Why Bella Hadid Is Done With Drinking
Nearly 1 in 5 adults are participating in Dry January this year up from 13% in 2021, and it's millennials who are mostly driving the growth, according to one survey. (By my own quick calculus, this checks out: Last January, Trump was President, we were dealing with an insurrection, and vaccines were still a few months away... how could we also give up alcohol?!) One such millennial giving it a go for the first time is Bella Hadid.
The model became co-founder and partner of Kin Euphorics, the non-alcoholic beverage with adaptogenic herbs, nootropics, and botanicals that's at the forefront of the sober curious movement, this past fall. But her reasons for cutting out drinking roughly six months ago go beyond her new gig.
Hadid had her first can of Kin in 2019 when she was at a low point. She was dealing with anxiety, suffering from brain fog due to her Lyme disease, and burnt out from working (and traveling) constantly, she shared on a recent Zoom call. Also on the call was Kin CEO and co-founder Jen Batchelor, who started the "functional beverage" brand in 2018 as an alternative to sugar-packed mocktails that didn't offer any wellness benefits. (Kin claims to help balance the body's response to stress and boost brainpower, to name a few.)
Rather than taking handfuls of supplements every morning, Batcher figured, why not put those same ingredients — like Reishi mushroom and rhodiola rosea — into a new category of drink that could replace the ritual and connection we associate with alcohol?
"There's no hard and fast rule saying that these ingredients don't belong in social experiences," Batchelor says. "I know most people have a misconception that euphoria, and what we're trying to do, is make people high. We're trying to help you get high on your own supply, tapping inner sources of energy and nurturing your brain through incredible ingredients," she adds.
Hadid started by swapping Kin Spritz (infused with notes of ginger, bitters, and citrus) out for her morning coffee or matcha to get the same energy boost without the anxiety that came with it, she says. But it was the brand's Lightwave, a calming, stress-relieving alternative to an evening glass of wine (with sparking notes of lavender, vanilla, and passionflower) — that helped her to cut out drinking.
"I have done my fair share of drinking. I loved alcohol and it got to the point where even I started to, you know, cancel nights out that I felt like I wouldn't be able to control myself," she explains, adding that once brain scans from her doctor (one of Kin's medical advisors) showed her the effects of alcohol on her brain, it became "a lot harder to pick up the glass."

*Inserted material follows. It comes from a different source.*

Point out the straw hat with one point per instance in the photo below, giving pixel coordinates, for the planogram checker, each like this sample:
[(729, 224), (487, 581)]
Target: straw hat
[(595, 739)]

For Hadid, Lightwave was a welcome replacement, acting as a social lubricant without the hangover.
"I drink this when I have crippling anxiety and I can't leave my house or when I'm not gonna drink alcohol but still want to loosen up and be able to speak to people and socialize," she explains. Both drinks have also helped relieve stress-related insomnia, Hadid says. "It doesn't put you slap on your butt, asleep for 15 hours, but it does really calm your brain, your nervous system, and those late-night thoughts. I drink it before bed and I sleep like a baby," Hadid says.
"It's kind of that moment where I have my ritual, where I'm able to just kind of be with myself. I don't take sleeping pills anymore. When I was flying so much, that was kind of the only way I would be able to not be jet-lagged. But now I really have something holistic and it's doing something for my body every day," she explains.

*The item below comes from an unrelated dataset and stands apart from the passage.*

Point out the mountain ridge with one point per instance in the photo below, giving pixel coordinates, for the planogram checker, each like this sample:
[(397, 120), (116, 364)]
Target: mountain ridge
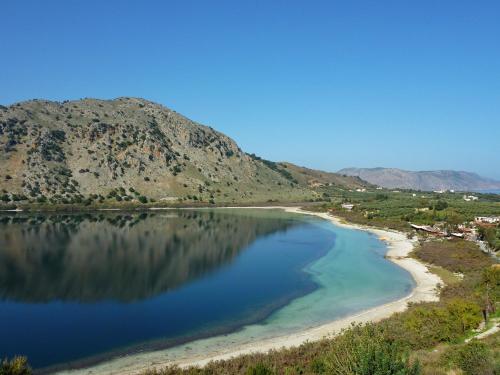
[(393, 178), (132, 149)]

While there are no conclusive clinical studies that have evaluated Kin's claims, Kin Spritz contains GABA (gamma-aminobutyric acid), a naturally occurring amino acid that has a calming effect on the brain and has become a popular supplement in recent years for its ability to reduce stress and potentially treat insomnia. Lightwave contains L-Theanine — an amino acid found primarily in green and black tea and some mushrooms — another popular supplement that some research shows may help ease stress and anxiety. "I was already taking both of those things in the mornings before I would start my day for my anxiety to calm my nervous system," Hadid adds.
While this will be Hadid's first Dry January, she's mostly cut out alcohol since mid-2021 — and doesn't see herself going back.
"I don't feel the need because I know how it will affect me at 3 in the morning when I wake up with horrible anxiety thinking about that one thing I said five years ago when I graduated high school," she says. "There's just this never-ending effect of, essentially, you know, pain and stress over those few drinks that didn't really do much, you know?"